Selasa, 14 Februari 2012

Pemorkosaan dan Masyarakat Misoginis

MARAKNYA kasus pemerkosaan di angkot yang terjadi belakangan ini, memperlihatkan wajah masyarakat kita yang misoginis; suatu fenomena yang menunjukkan adanya kebencian mendalam terhadap perempuan. Sikap misoginis itu sendiri, antara lain, terbentuk akibat dari sikap negara yang tidak sensitif gender. 

Kasus pemerkosaan di dalam angkutan kota kembali terjadi. Baru-baru ini, 20 Januari 2012 publik dikejutkan dengan pengakuan seorang mahasiswi sekolah tinggi kebidanan berinisial JM (18) yang diperkosa oleh lima pria secara bergilir di dalam angkot C01 jurusan Ciledug, Kebayoran Baru, Jakarta. Peristiwa pemerkosaan ini menambah beberapa deret kasus pemerkosaan di angkot yang belum selesai diusut.

Kasus pemerkosaan sebelumnya pertama, kasus pemerkosaan dan pembunuhan yang menimpa mahasiswa Universitas Bima Nusantara (Binus), Livia Pavita Soelistio di angkot M 24 jurusan Slipi-Binus Kebon Jeruk, Jakarta. Kedua, kasus pemerkosaan yang dialami oleh karyawan perusahaan swasta berinisial RS (28) di dalam angkot D02 jurusan Pondok Labu-Ciputat, Jakarta. Lalu, ketiga, kasus pemerkosaan yang dilakukan supir angkot jurusan Cibubur, Taman Bunga Mekarsari, Jakarta, MS (55), terhadap 5 anak perempuan. Dan, keempat,  kasus pemerkosaan dan perampokan yang menimpa Ros (40), pedagang sayur pada 14 Desember di dalam angkot M-26 jurusan Kampung Melayu-Bekasi, Jakarta. 

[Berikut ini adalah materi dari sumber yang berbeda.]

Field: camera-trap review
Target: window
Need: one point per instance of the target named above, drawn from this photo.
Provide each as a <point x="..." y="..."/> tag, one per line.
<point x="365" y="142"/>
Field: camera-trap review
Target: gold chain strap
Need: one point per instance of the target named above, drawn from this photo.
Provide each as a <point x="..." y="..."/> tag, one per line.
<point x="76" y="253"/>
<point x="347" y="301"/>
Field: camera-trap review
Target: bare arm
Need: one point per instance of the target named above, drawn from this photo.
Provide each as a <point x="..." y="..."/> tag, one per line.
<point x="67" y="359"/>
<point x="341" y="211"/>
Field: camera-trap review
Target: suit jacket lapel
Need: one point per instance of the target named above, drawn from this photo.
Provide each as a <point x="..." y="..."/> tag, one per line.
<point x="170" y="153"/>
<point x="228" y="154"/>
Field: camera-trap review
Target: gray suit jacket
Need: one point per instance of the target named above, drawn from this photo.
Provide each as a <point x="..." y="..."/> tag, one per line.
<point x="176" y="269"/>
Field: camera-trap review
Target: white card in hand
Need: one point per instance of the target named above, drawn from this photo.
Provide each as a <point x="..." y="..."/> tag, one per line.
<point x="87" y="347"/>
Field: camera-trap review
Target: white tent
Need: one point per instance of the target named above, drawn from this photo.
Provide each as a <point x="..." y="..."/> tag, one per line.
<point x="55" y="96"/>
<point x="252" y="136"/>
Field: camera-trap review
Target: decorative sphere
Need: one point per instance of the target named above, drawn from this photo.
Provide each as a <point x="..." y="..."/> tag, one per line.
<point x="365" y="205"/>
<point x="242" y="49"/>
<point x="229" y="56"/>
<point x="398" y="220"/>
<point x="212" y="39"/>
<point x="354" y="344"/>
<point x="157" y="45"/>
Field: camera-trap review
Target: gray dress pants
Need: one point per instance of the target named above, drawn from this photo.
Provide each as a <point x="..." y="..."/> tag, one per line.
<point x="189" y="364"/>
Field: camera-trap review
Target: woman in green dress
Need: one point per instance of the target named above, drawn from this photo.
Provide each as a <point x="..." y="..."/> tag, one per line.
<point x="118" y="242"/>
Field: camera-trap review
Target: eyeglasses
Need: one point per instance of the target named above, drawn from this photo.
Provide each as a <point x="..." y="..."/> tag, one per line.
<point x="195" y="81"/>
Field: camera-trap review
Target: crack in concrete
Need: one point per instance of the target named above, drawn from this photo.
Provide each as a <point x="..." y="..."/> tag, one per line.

Lima kasus pemerkosaan yang terjadi dalam waktu yang berdekataan itu sebetulnya hanya sebagian kasus yang diekspos media. Komnas Perempuan melangsir data yang membuat miris: sejak tahun 1998 hingga 2010 kasus pemerkosaan yang terjadi mencapai 4.845. Kemudian pada tahun 2011 kasus itu membengkak menjadi 400.939 kasus pemerkosaan. 

Situasi Misoginis

Data mencenggangkan itu menyiratkan kaum perempuan hidup dalam situasi misoginis. Suasana dimana stuktur sosial masyarakat menyimpan kebencian mendalam terhadap perempuan di alam bawah sadar mereka. Dalam kondisi masyarak seperti itu, perempuan dipandang rendah, kotor, dan nista, sehingga layak mendapatkan berbagai bentuk perlakuan buruk termasuk diperkosa dan bahkan dibunuh.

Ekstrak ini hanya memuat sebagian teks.